O caráter unânime da decisão indica que não houve divergência entre os julgadores. A Turma consolidou o entendimento de que contribuintes com débitos de períodos anteriores à SELIC têm direito efetivo à inclusão de expurgos inflacionários na correção monetária de seus indébitos, independentemente de já possuírem decisão judicial específica sobre o tema.
Impacto Prático e Jurisprudencial
Esta decisão do CARF reafirma um direito consolidado na jurisprudência superior do país. A relevância prática é significativa para empresas com débitos tributários de períodos inflacionários (especialmente 1983-1994), que buscam recuperar valores pagos indevidamente ou compensar créditos tributários sem a adição dos expurgos inflacionários.

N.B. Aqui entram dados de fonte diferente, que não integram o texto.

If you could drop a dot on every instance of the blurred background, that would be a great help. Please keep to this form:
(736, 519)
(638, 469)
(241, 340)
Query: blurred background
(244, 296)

O reconhecimento de que a Tabela Única de expurgos deve ser aplicada administrativamente, ainda que não haja decisão judicial específica, amplia o alcance do direito. Contribuintes em situação similar agora têm base jurisprudencial clara para:
- Requerer cálculo de repetição de indébito com inclusão de expurgos inflacionários;
- Fundamentar defesas administrativas e judiciais em decisão vinculante do STJ;
- Apresentar PER e DCOMP com metodologia correta de correção monetária;
- Questionar lançamentos que não incluíram os expurgos em períodos aplicáveis.

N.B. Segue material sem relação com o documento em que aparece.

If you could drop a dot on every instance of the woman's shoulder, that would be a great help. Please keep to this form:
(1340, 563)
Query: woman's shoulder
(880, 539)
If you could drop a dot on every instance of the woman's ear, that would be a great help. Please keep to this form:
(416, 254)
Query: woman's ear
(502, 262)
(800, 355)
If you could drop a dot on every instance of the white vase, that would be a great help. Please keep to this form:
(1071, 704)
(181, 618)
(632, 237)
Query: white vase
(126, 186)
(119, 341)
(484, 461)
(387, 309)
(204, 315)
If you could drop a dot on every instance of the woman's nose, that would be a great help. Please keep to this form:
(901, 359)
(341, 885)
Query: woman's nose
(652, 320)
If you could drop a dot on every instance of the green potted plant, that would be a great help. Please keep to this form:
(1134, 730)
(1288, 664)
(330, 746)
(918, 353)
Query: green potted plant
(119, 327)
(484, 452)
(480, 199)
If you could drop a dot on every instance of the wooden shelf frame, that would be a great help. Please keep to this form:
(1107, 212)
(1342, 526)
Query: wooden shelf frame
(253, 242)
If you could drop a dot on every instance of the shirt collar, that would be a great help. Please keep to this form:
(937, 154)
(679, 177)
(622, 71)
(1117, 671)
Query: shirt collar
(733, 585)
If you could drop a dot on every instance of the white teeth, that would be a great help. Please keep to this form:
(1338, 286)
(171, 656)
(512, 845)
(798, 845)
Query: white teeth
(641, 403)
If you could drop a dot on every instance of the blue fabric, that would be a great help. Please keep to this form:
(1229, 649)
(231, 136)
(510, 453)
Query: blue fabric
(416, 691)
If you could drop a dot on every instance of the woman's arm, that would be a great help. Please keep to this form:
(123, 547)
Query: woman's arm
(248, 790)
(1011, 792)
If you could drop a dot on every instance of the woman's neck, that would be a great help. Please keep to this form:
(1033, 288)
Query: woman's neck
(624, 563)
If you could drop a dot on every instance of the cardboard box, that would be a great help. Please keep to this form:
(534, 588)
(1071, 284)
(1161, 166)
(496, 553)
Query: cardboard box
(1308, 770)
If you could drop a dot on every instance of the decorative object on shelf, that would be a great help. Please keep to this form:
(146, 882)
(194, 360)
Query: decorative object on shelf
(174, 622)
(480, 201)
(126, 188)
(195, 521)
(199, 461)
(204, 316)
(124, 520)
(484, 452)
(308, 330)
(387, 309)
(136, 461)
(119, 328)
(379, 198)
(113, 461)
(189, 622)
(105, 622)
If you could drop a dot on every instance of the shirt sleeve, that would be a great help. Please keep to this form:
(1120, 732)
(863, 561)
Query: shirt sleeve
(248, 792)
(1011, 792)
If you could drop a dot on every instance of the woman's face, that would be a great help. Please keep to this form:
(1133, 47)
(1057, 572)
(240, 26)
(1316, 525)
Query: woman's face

A decisão também reforça a aplicabilidade de decisões proferidas sob o regime de recursos repetitivos nos processos administrativos tributários. O CARF, como órgão administrativo de julgamento, segue rigorosamente a jurisprudência vinculante do STJ, assegurando coerência e previsibilidade nas relações entre contribuintes e fisco.
Conclusão
O acórdão 9101-007.270 consolida o direito de contribuintes à inclusão de expurgos inflacionários no cálculo de repetição de indébito tributário, especialmente em períodos anteriores à SELIC. A decisão, unânime e fundamentada em jurisprudência vinculante do STJ, afasta questionamentos da Fazenda Nacional e reafirma que a Tabela Única de expurgos da Justiça Federal é instrumento administrativamente vinculante.
Para empresas do setor de distribuição de gás ou qualquer contribuinte com débitos de IRPJ e PIS de períodos inflacionários, este precedente é ferramenta importante para fundamentar pedidos de restituição e compensação com metodologia adequada de correção monetária.